Qu'on aime ou non la direction artistique de Street Fighter V, ce qu'on désire savoir avant tout reste le gameplay. Même si l'on pourra pester envers ses légendaires huit frames volontaires, nul ne peut nier que CAPCOM a réalisé le tout avec brio. Que ce soit le rythme bien plus agressif que dans les différentes itérations du IV ou dans le style de jeu des combattants, on a de quoi être charmé. Exit donc les phases de défense interminables ! la barre de stunt récompense grassement les joueurs violents qui aiment mettre de la pression, quitte à se faire sévèrement punir s'ils n'enchaînent pas bien. De même, les joueurs appréciant le spam seront plus facilement sanctionné, à travers des fenêtres de récupération plus longues. Enfin, si Ryu et Ken restent toujours très similaires dans leur approche, CAPCOM s'est enfin décidé à donner une vraie personnalité à ses personnages ; Ibuki est devenue une vraie ninja avec un arsenal adéquat, Rashid peut booster ses coups à travers une tornade qu'il a précédemment formé, F.A.N.G gratte ses adversaires et se montre imprévisible, tandis que Birdie s'empiffre pour joncher le sol de détritus et enchaîner sur des choppes aux chaînes et des coups de boules surprenants.
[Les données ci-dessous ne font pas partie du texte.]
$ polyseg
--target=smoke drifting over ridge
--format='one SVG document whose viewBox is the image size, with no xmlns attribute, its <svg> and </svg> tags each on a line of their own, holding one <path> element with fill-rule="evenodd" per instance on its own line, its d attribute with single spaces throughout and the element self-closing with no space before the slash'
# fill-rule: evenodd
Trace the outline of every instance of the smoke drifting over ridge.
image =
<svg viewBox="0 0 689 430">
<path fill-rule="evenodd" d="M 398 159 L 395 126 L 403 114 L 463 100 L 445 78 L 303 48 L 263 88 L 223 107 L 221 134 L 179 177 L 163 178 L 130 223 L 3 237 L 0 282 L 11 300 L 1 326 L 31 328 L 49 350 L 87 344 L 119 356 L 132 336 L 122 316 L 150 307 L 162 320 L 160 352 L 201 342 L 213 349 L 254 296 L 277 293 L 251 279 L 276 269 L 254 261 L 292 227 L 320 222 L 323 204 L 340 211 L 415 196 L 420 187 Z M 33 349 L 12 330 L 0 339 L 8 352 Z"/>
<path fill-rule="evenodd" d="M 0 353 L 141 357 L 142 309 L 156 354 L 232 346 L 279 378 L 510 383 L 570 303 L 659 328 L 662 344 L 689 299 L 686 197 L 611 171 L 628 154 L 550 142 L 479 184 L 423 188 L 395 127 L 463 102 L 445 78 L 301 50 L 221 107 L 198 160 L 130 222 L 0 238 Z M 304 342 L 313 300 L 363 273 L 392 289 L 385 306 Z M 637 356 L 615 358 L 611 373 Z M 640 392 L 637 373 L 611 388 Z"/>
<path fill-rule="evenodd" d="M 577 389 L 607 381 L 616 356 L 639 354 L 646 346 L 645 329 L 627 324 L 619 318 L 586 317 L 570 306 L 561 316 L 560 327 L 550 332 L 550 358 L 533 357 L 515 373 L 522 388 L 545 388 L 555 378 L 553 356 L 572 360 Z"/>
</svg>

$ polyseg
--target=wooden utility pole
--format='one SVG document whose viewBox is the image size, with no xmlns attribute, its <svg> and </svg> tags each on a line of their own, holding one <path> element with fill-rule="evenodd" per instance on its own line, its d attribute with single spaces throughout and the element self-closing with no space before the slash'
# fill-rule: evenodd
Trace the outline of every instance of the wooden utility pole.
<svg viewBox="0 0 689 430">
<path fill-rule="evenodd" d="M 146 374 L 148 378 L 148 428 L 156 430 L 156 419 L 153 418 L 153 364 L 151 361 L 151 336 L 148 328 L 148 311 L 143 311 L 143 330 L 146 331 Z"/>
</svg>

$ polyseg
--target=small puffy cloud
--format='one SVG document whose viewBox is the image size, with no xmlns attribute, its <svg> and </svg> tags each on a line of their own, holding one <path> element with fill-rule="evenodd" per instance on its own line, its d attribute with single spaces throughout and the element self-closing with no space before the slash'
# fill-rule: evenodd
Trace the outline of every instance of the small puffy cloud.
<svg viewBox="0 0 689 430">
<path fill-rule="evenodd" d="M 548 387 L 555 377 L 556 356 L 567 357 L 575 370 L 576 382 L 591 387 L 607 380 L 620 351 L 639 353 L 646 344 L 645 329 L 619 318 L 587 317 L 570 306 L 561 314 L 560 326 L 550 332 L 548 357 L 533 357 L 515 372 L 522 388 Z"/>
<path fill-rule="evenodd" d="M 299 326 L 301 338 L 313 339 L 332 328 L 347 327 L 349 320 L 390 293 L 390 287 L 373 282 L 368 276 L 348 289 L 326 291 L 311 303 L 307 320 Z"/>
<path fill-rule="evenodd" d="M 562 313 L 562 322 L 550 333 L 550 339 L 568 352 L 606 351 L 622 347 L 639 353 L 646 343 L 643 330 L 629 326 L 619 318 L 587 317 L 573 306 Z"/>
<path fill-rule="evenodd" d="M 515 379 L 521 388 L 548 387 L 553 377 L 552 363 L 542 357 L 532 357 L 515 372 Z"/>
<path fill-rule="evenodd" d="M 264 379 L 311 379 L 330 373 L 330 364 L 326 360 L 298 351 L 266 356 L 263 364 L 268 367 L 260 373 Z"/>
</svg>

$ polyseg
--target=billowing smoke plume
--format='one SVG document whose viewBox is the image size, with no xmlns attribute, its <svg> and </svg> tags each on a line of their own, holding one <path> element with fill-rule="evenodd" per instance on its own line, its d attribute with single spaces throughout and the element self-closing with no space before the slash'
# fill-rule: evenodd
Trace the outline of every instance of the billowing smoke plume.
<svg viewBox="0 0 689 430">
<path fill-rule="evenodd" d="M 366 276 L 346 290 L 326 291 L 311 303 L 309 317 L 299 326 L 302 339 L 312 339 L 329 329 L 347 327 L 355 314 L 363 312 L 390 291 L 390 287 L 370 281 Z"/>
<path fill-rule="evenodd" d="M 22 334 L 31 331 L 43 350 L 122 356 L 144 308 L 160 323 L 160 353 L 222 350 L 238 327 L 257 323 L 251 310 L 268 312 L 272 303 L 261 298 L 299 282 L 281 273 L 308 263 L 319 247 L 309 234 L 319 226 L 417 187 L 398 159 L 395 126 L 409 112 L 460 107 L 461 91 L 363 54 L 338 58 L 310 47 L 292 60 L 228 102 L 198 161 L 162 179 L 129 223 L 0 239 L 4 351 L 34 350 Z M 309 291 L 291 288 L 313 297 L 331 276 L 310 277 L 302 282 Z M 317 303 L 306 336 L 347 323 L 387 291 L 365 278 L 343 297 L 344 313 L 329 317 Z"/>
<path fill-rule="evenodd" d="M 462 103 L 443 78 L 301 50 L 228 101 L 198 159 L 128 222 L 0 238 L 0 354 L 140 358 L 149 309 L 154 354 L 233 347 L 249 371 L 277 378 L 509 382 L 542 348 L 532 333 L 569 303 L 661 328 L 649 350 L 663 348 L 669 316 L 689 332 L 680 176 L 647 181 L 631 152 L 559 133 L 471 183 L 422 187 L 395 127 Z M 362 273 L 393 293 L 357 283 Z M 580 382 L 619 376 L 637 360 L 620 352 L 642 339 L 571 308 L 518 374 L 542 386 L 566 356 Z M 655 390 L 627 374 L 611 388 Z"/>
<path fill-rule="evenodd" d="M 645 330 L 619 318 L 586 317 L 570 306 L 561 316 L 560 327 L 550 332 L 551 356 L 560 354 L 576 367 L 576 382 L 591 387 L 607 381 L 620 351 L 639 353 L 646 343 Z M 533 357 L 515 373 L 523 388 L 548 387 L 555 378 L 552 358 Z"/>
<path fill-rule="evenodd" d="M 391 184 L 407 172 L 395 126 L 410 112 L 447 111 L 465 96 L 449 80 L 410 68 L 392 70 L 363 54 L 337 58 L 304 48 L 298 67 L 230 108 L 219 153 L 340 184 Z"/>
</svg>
Super Mega Ultra Giga Street Fighter V Arcade Overkill Survival Edition

Côté contenu, beaucoup ont pesté sur le manque cruel d'activités. Il faut dire que le jeu est résolument tourné vers l'eSport, mettant de côté les joueurs solitaires. Les histoires personnelles ne servent qu'à gagner de la monnaie virtuelle, le mode survie est lourd et mal dosé et les défis sont finalement vite torchés. Une histoire pleine de cinématiques a été ajoutée il y a peu ; le scénario est bordélique et tire beaucoup sur la corde shônen, tout en laissant plus de questions que de réponses aux joueurs. Un mode arcade est prévu pour on ne sait quand... toutefois, il est difficile d'en vouloir à un jeu de versus fighting, dont le but est de se mesurer aux autres, que ce soit en ligne ou tous ensemble dans un canapé. Un point très important : Street Fighter V n'aura pas d'autres itérations (Super, Ultra, etc...). En revanche, chaque année de nouveaux personnages, costumes et terrains s'ajouteront en DLC. Des DLC payables en monnaie réelles... ou virtuelles ! La Fight Money (c'est son nom) est difficile à acquérir et en attendant le mode Arcade ou les missions journalières, beaucoup passent par des systèmes de triche, eux-même utilisés par les pros afin de tout posséder lors des EVO. Une sacrée hypocrisie générale. Le point positif de n'avoir qu'une seule version d'un jeu, c'est d'avoir un suivi sur plusieurs années qui augmentera grandement le contenu présent. En attendant, il faudra patienter.